Rome’s newest facility is the nation’s largest hard court tennis facility – Rome Tennis Center at Berry College – with 60 lighted courts, including six NCAA courts and three center courts. The facility was built at a cost of $11.9 million and opened in July 2016.
Over 40 United States Tennis Association (USTA) tournaments are held each year, including the USTA Georgia Adult League State Championships, USTA Southern Junior Team Tennis Championships and the USTA Girls 14 National Championship. History was made this past April while hosting the ACC Men’s & Women’s Tennis Championships by running four consecutive matches on 24 courts. Berry College donated the land to build the facility, which is evidence of how public/private partnerships can work together to enhance the sports culture.

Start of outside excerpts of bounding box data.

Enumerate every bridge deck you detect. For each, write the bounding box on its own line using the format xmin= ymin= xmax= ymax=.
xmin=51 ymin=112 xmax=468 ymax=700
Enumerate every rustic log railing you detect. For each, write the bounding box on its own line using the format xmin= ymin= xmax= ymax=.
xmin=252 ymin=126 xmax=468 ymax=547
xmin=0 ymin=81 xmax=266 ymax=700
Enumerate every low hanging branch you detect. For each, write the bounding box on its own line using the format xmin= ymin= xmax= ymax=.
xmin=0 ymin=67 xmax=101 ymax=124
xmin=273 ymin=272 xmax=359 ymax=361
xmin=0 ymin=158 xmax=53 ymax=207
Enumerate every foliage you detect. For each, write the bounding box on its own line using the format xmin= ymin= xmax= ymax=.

Beyond state-of-the-art facilities that are surprising to find in a smaller town, Rome's natural landscape makes it the ideal location for sports events like running and cycling. Rome is home to the Clocktower Classic Handcycle Stage Race, a world-class handcycling event unique in the USA. This five-stage race takes place over four days of racing, including a grueling hill climb road race, 13-kilometer time trial, 50-kilometer road race and 40-minute downtown criterium to challenge an elite field of athletes from across the globe.
Rome Sports director, Ann Hortman, has been instrumental in bringing adaptive sports to Rome and as a result, the community has embraced the unique events. This spring, Rome will host an International Tennis Federation (ITF) Wheelchair Tennis Tournament featuring 60 players from the USA and as far away as Japan, Europe, South America and South Africa.
“This tournament is the only one of its kind in the USA, and we are excited to be hosting the top players in the world,” said Tom Daglis, Rome Tennis Center executive director. “The whole community is involved from volunteering on court, serving meals or driving shuttles” said Daglis. "One of the advantages of working with Rome Sports is their exceptional service. Ann works closely with our hospitality partners to make sure everything off the courts runs smoothly."
"Our services are completely free to event planners and include everything from planning your site visit to executing and ensuring a successful event,” said Hortman.
"We invite you to come out to Rome and see what all the excitement is about. You'll be hooked and set on having your event in Rome," added Hortman. "Rome has a powerful sense of community and an innate appreciation for sports and competition. All of our civic, educational, governmental, and business organizations work together to ensure events are executed perfectly. There's a tremendous sense of cooperation in event planning - everyone from public safety to parks and recreation, local media to the entire hospitality industry; it's a win-win for everyone."